Читать онлайн Джошуа Коэн - Нетаньяху. Отчет о второстепенном и в конечном счете неважном событии из жизни очень известной семьи




Памяти Гарольда Блума

Уничтожьте диаспору, или она уничтожит вас.

Зеэв Жаботинский, Девятое ава[1],
Тиш’а бе-ав, 1938 год

1

Меня зовут Рубен Блум, и я гисторик – да, именно так. Впрочем, полагаю, довольно скоро я войду в историю. Под этим я имею в виду, что умру и сам стану историей – редкий тип трансформации, традиционно предуготовленный представителям более отвлеченных дисциплин. Законоведы после смерти не становятся законом, медики после смерти не становятся медициной, а вот преподаватели химии и биологии, преставившись, разлагаются на химию и биологию, минерализируются в геологию, рассредоточиваются по своей науке, точно так же как математики наверняка становятся статистикой.

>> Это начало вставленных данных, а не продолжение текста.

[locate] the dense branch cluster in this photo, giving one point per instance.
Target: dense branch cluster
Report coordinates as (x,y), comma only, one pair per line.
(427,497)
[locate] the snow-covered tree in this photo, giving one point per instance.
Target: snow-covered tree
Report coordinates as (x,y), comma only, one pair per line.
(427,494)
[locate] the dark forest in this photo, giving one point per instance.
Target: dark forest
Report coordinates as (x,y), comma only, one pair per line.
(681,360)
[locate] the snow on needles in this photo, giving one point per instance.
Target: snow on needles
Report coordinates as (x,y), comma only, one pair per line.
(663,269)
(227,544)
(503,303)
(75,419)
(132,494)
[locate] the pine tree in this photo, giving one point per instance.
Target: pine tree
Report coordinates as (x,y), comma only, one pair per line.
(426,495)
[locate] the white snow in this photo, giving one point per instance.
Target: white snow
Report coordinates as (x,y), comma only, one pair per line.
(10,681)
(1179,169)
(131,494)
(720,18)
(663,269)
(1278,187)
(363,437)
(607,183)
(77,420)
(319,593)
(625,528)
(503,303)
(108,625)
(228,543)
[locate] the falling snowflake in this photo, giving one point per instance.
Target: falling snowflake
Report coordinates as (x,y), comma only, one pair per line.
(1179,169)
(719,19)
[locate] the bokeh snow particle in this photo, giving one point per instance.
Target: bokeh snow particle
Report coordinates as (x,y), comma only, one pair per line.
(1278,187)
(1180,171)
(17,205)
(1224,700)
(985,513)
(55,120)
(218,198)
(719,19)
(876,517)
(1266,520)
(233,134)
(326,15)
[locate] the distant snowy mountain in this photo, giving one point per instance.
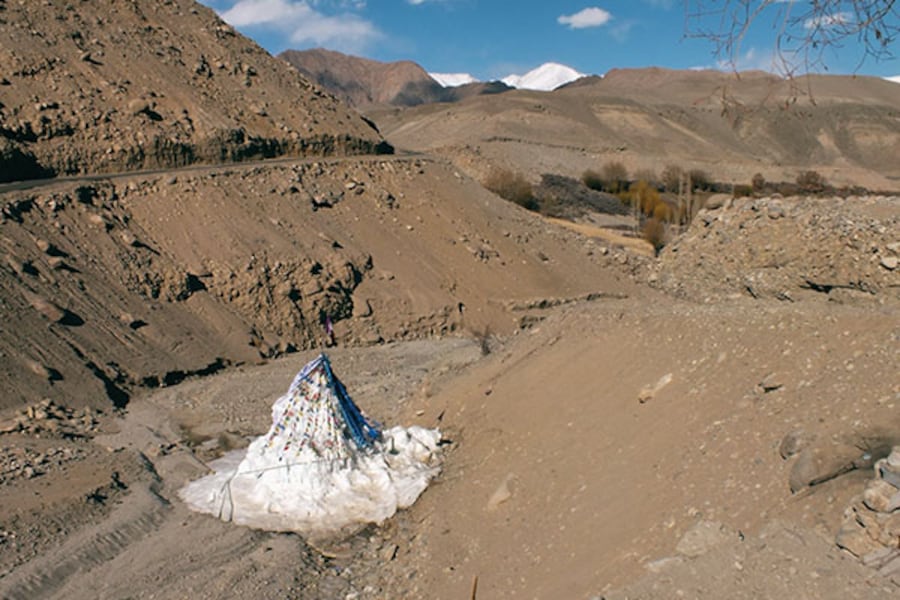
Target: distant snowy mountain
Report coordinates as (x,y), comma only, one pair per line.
(452,79)
(546,77)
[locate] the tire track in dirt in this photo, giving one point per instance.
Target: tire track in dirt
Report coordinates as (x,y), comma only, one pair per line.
(139,516)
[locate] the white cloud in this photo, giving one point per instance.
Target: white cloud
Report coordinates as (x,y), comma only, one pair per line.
(832,20)
(304,23)
(588,17)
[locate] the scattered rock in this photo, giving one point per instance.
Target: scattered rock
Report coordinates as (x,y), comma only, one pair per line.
(871,527)
(703,537)
(818,464)
(648,393)
(792,443)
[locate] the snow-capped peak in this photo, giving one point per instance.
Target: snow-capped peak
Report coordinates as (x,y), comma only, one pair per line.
(452,79)
(545,78)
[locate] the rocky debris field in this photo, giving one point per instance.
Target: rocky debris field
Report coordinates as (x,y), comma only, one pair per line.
(842,249)
(48,419)
(116,86)
(871,528)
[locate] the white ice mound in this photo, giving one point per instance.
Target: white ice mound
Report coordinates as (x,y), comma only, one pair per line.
(322,466)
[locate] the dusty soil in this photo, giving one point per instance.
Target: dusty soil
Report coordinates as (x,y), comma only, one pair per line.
(140,281)
(617,425)
(582,451)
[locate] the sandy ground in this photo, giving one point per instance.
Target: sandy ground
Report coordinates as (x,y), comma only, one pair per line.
(582,451)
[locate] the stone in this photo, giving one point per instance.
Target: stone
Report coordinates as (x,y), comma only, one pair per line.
(703,537)
(792,443)
(853,538)
(821,463)
(501,494)
(893,459)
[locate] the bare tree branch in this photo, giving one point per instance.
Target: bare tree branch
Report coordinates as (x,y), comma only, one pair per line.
(803,30)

Тот же процесс происходит и с нами, историками, – по моему опыту, мы единственные из гуманитариев, для кого это справедливо, – единственные, кто превращается в собственный предмет изучения: мы стареем, желтеем, морщинимся и истончаемся вместе с нашими материалами, пока жизнь наша не канет в прошлое, не превратится в субстанцию времени. А может, это во мне говорит еврей… Гои верят, что Слово становится Плотью, евреи верят, что Плоть становится Словом: воплощение куда более естественное и рациональное…

В рамках дальнейшего предуведомления позволю себе привести слова, сказанные мне тогдашним президентом Американской исторической ассоциации (пусть он останется безымянным), я познакомился с ним в студенчестве, вскоре после Второй мировой войны, на каком-то симпозиуме. «А, – произнес он, вяло пожимая мне руку, – Блум, говорите? Еврейский историк?»

Он явно рассчитывал меня уязвить, но лишь польстил мне, и даже ныне я улыбаюсь подобной формулировке. Мне нравится ее нечаянная неточность и двусмысленность, служащая своего рода психологическим тестом: «“Еврейский историк” – о чем вы думаете, когда слышите эти слова? Какой образ приходит вам в голову?» Дело в том, что подобный эпитет и верен, и неверен. Я действительно еврейский историк, но не историк евреев – точнее, профессионально я никогда этим не занимался.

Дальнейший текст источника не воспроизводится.